JAM-C Induces Endothelial Cell Permeability Through Its Association and Regulation of {beta}3 Integrins

Xiaochun Li ; Milena Stankovic ; Boris P.-L. Lee ; Michel Aurrand-Lions ; Chris N. Hahn ; Ying Lu ; Beat A. Imhof ; Mathew Vadas ; and Jennifer Gamble *

From the Division of Human Immunology (X.L., M.S., C.N.H.), Hanson Institute, Institute of Medical & Veterinary Science, Adelaide, South Australia; the Department of Pathology (B.P.-L.L., B.A.I.), University of Geneva, Switzerland; UMR891 (M.A.-L.), INSERM, Centre de Recherche en Cancérologie de Marseille, Institut Paoli-Calmettes, France; and the Centenary Institute of Cancer Medicine and Cell Biology, Department of Medicine (Y.L., M.V., J.G.), University of Sydney, Newtown, NSW.

* To whom correspondence should be addressed. E-mail: j.gamble{at}centenary.org.au.

Objectives—The molecular mechanisms regulating vascular permeability are only now being elucidated. The junctional adhesion molecule (JAM) JAM-C has been linked to the induction of vascular permeability. We sought to understand the mechanism whereby JAM-C may disrupt junctional integrity in endothelial cells (ECs).

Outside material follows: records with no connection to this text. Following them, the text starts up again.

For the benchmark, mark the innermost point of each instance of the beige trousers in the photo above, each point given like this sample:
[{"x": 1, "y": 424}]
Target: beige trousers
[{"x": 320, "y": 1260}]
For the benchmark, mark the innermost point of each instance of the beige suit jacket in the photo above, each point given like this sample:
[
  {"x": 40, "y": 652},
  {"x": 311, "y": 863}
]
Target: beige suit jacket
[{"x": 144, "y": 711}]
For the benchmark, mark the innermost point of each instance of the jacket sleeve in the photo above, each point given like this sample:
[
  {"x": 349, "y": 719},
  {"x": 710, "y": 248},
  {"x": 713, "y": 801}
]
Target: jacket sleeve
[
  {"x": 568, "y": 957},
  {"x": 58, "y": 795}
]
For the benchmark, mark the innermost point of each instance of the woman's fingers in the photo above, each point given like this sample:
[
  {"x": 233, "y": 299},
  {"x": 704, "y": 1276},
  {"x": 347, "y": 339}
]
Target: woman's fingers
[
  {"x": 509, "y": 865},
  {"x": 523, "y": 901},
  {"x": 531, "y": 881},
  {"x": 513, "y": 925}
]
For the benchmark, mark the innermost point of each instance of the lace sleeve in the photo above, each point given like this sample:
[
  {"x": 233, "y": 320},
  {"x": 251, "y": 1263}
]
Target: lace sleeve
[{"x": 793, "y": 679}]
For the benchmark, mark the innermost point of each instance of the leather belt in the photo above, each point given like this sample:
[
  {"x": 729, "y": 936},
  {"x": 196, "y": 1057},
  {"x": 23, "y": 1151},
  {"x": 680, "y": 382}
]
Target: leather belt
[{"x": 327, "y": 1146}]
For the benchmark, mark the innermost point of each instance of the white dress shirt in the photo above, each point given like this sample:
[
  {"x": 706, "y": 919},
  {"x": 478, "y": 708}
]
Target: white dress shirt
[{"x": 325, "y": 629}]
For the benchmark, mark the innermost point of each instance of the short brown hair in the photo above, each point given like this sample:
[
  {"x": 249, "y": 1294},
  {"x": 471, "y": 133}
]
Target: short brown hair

Methods and Results—We show here that JAM-C alters permeability through modulation of integrin activity. JAM-C overexpression results in an increase in JAM-C at junctions and an increase in permeability. Conversely, knockdown of JAM-C by siRNA results in a reduction in permeability. JAM-C associates with {alpha}v{beta}3 integrin and regulates its localization and activity. JAM-C also inhibits the activation state of the {beta}1 integrin although it does not associate with this integrin. These changes induced on the integrins are mediated through regulation of the small GTPase, Rap1b but not Rap1a. Thrombin, a powerful inductor of vascular leak, causes localization of JAM-C into the junctions, whereas angiopoietin-1, an inhibitor of permeability, prevents JAM-C translocation.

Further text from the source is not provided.